Ever since I was little, I’ve dreamed of standing beneath blinding lights, cameras flashing, the air trembling with my name. I’d smile, bow gracefully, wave at the crowd that adored me. Then the moment my hand wrapped around the microphone and my voice filled the arena the crowd would erupt. I’d be the next IU, the kind of K-pop idol who could make people cry with a single verse.
People would know my name here in Seoul, and beyond. Not as Kim Bora, the heiress of a chaebol family, but as Kim Bora, the singer who made it on her own.
And when I-
“Are you kidding me?”
Mum’s voice shatters my daydream like a grenade. So much for daydreaming. The door slams open, and reality hits me square in the face—along with the migraine already pounding behind my eyes. My head feels like a damn drum.
Why did Joon let me drink that much last night?
Right. He didn’t. He tried to stop me. But who am I if not Kim Bora, Seoul’s reigning party queen?
I groan, burying my face into the pillow. “What?”
The next thing I feel is the sting of her palm across my cheek. The sharp slap cuts through the haze instantly. For a second, I almost admire her precision. I lift my head, the side of my face burning, and meet her eyes—cold, furious, trembling at the edges.
And honestly? The look almost satisfies me.
It’s not the first time she’s slapped me. Probably won’t be the last.
A low laugh escapes me, sardonic and soaked in exhaustion. It echoes in the thick silence between us like a challenge.
“Go on,” I rasp, smiling through the ache. “That all you’ve got, Mum?”
Her jaw tightens, nostrils flaring—but instead of answering, she whirls away and snatches something off the dresser.
“Ji-ho? Really?”
Her voice slices through my pounding headache like a knife. She thrusts her phone toward me, the screen glowing bright with the headline splashed across every gossip site.
And there I am.
Me—mascara smudged, lips parted, stumbling into Ji-ho’s arms outside Club Nebula. Glittery, barely-there dress. Hair a mess. His hand slung low around my waist while he tries—very publicly—to kiss me.
“KIM BORA AND ACTOR JI-HO: CHAEBOL HEIRESS IN ANOTHER NIGHTCLUB SCANDAL.”
“Wow,” I mutter, squinting at the photo. “They didn’t even use my good angle.”
“Don’t play dumb, Bora!” Mum snaps, voice trembling with fury. “Do you have any idea what you’ve done? You’re trending again—for all the wrong reasons! With him?”
“What?” I yawn, reaching blindly for the half-empty water bottle on the nightstand. “He’s cute. And he likes me.”
Her jaw locks. For a moment, I swear she might throw the phone at my head. Instead, she exhales sharply through her nose and mutters something about me being a disgrace to the Kim name. Then she spins on her heel.
“That’s it. I’m done.”
The door slams so hard the walls tremble.
I flop backward onto my bed and stare at the ceiling, the words rolling off my tongue like a tired sigh.
“Sure, you’ve said that before.”
What are they going to do this time? Lock me in the family’s private villa again? Confiscate my cards? Send me to therapy camp for “image rehabilitation”?

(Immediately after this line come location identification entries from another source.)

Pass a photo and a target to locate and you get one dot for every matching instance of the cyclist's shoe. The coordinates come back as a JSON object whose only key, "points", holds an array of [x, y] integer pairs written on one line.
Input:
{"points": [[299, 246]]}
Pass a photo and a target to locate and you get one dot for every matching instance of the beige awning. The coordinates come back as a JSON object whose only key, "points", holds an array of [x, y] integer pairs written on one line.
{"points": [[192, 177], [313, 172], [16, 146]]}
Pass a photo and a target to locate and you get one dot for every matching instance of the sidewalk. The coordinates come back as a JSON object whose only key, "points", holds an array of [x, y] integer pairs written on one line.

No. Dad wouldn’t risk the media finding out his precious chaebol daughter was being disciplined. The Kim name must stay pristine—even if their middle child is the stain they can’t wash out.
Maybe they’ll send my brother Bok to handle the mess again. Mr. Perfect Kim Bok.
At twenty-six, he’s already finishing his PhD in Business Management at SNU, perfectly groomed to take over the company. Smart, composed, scandal-free. Everything I’m not.
I don’t hate him, not really… but sometimes, when I see how our parents look at him—with pride, warmth, and something like relief—I wish they’d look at me the same way. Just once.
The silence stretches for a minute—peaceful, almost. Then the door flies open again.
I don’t even lift my head. “What now, Mum?”
“Be ready in twenty minutes,” she says, voice calm and clipped now—dangerous in its restraint. “The chauffeur is taking you to the airport.”
I blink, sitting up. “Airport? Where the hell am I going?”
She doesn’t answer. Just gives me that cold, deliberate look—the one that says she’s made up her mind—and leaves.
The sound of her heels fades down the hall, like a countdown.
I fall back on the bed, a bitter laugh escaping my lips.
Of course. They’re shipping me off somewhere again. Probably to one of Dad’s properties, hidden away from the press until the scandal dies down. I can already picture the statement they’ve released to the media—written by some PR manager pretending to be me, apologizing for my “reckless behavior” and announcing that I’m taking time to “reflect.”
Good thing classes start in a month. They can’t keep me wherever they’re sending me forever.
Or so I think.
Because I have no idea that Emerald University isn’t just a school—
It’s a cage made of glass and secrets.
And someone there already remembers the girl I used to be.